Si te interesa ver cereal verde y flores, apunta a finales de abril y mayo. Para cielos limpios, colores ocres y labores agrícolas, mejor finales de verano y primeros de otoño. En días de lluvia o niebla el paisaje cambia por completo: el pueblo se recoge y los caminos pueden embarrarse, así que el plan se limita a un paseo corto por el casco y poco más.
Lo que no te cuentan
Castrillo de Onielo es pequeño y se ve rápido. El casco urbano se recorre en menos de una hora con calma. El viaje solo compensa si lo combinas con otros pueblos del Cerrato o con una ruta más amplia por la comarca; venir solo hasta aquí “a pasar el día” suele saber a poco.
Las fotos de atardeceres y campos infinitos son reales, pero están muy ligadas a la época del año y al estado de los cultivos. En pleno invierno o justo después de la siega, el paisaje es mucho más seco y uniforme. No decepciona si sabes a lo que vienes: amplitud, viento y tierra.
El acceso es sencillo por carretera, pero aquí no hay tiendas, bares ni alojamientos turísticos. Si llegas esperando “vida de pueblo” constante, te encontrarás tranquilidad y poco movimiento, sobre todo entre semana y fuera del verano. Es más un lugar de paso tranquilo o de paseo largo por caminos que un destino con mucha actividad.
Errores típicos
- Pensar que es un destino de día completo por sí solo: el pueblo se recorre rápido. Lo sensato es encajarlo dentro de una ruta por El Cerrato (Baltanás, Torquemada, otros núcleos rurales y miradores).

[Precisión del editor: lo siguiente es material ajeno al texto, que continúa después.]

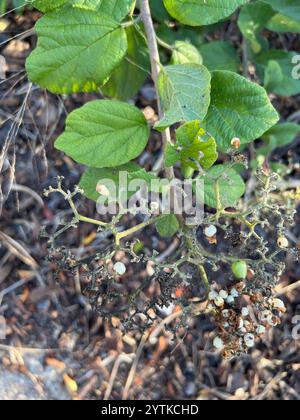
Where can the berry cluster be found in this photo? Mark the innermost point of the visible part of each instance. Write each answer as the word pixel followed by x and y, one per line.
pixel 242 317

- Llegar en las horas centrales de verano: el sol cae a plomo y apenas hay sombra. Mejor primeras horas de la mañana o últimas de la tarde, sobre todo si quieres caminar.

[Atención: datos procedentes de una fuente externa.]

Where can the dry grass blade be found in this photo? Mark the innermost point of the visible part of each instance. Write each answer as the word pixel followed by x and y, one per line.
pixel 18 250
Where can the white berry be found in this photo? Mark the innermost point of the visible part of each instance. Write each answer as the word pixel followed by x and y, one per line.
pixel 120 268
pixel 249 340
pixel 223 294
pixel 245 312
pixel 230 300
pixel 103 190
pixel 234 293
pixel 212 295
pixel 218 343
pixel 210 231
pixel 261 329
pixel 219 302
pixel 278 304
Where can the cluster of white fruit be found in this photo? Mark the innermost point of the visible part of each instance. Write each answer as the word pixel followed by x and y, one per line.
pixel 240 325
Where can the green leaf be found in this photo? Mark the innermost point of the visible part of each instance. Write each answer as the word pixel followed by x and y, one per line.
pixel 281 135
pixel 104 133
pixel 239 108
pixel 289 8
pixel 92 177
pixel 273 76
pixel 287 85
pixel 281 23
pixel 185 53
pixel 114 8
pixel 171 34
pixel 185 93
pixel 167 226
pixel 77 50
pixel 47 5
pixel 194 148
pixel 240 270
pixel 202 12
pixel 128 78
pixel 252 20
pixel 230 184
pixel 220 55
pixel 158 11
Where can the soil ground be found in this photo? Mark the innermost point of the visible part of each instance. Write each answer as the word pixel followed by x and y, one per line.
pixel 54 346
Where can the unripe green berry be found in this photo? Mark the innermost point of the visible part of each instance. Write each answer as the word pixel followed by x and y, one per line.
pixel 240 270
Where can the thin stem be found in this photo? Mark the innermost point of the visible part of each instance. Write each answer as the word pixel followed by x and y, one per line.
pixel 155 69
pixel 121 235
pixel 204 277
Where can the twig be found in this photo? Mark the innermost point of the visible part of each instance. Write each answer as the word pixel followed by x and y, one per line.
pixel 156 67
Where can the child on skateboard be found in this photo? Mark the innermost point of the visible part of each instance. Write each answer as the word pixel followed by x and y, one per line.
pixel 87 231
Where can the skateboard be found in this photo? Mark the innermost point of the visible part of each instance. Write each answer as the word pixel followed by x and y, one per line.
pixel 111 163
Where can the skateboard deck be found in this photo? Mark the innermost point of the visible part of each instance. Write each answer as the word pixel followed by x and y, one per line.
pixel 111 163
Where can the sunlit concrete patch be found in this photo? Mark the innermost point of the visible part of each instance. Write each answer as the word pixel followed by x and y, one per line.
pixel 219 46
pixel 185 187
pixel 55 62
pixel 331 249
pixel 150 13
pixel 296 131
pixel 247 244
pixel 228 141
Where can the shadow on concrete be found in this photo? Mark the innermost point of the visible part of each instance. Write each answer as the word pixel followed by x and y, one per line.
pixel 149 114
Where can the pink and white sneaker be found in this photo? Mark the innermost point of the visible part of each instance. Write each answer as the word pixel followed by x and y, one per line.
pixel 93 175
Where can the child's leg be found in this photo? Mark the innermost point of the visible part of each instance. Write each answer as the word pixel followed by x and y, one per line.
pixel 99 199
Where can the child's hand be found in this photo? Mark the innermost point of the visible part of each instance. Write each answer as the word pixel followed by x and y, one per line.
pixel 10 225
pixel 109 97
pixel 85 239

- Subestimar los caminos: los perfiles parecen suaves, pero las distancias engañan. Lleva agua, gorra y algo de abrigo si corre aire; en la meseta el viento marca mucho la sensación térmica.
- Contar con servicios que no existen: no des por hecho que habrá bar abierto, tienda o cajero. Revisa combustible, agua y comida antes de salir a dar vueltas por los pueblos.
Si solo tienes…
Si solo tienes 1–2 horas
Paseo tranquilo por el casco, vuelta alrededor de la iglesia, fijarse en las casas de adobe y salir por alguno de los caminos cercanos al pueblo para asomarte al paisaje. Con eso te haces una idea bastante real de lo que es Castrillo de Onielo.
Si tienes el día entero
No lo centres solo en el pueblo. Combínalo con otros municipios de El Cerrato, algún mirador de páramo y, si cuadra, visita a bodegas tradicionales de la zona o a un núcleo algo mayor para completar con algo de patrimonio y restauración.
Información práctica
Cómo llegar: Desde Palencia capital, Castrillo de Onielo se encuentra a aproximadamente 40 kilómetros. El acceso se realiza por carreteras comarcales en buen estado, enlazando con las vías principales del Cerrato. Conviene consultar el mapa antes de salir, porque no es un pueblo señalizado en grande desde todas las rutas.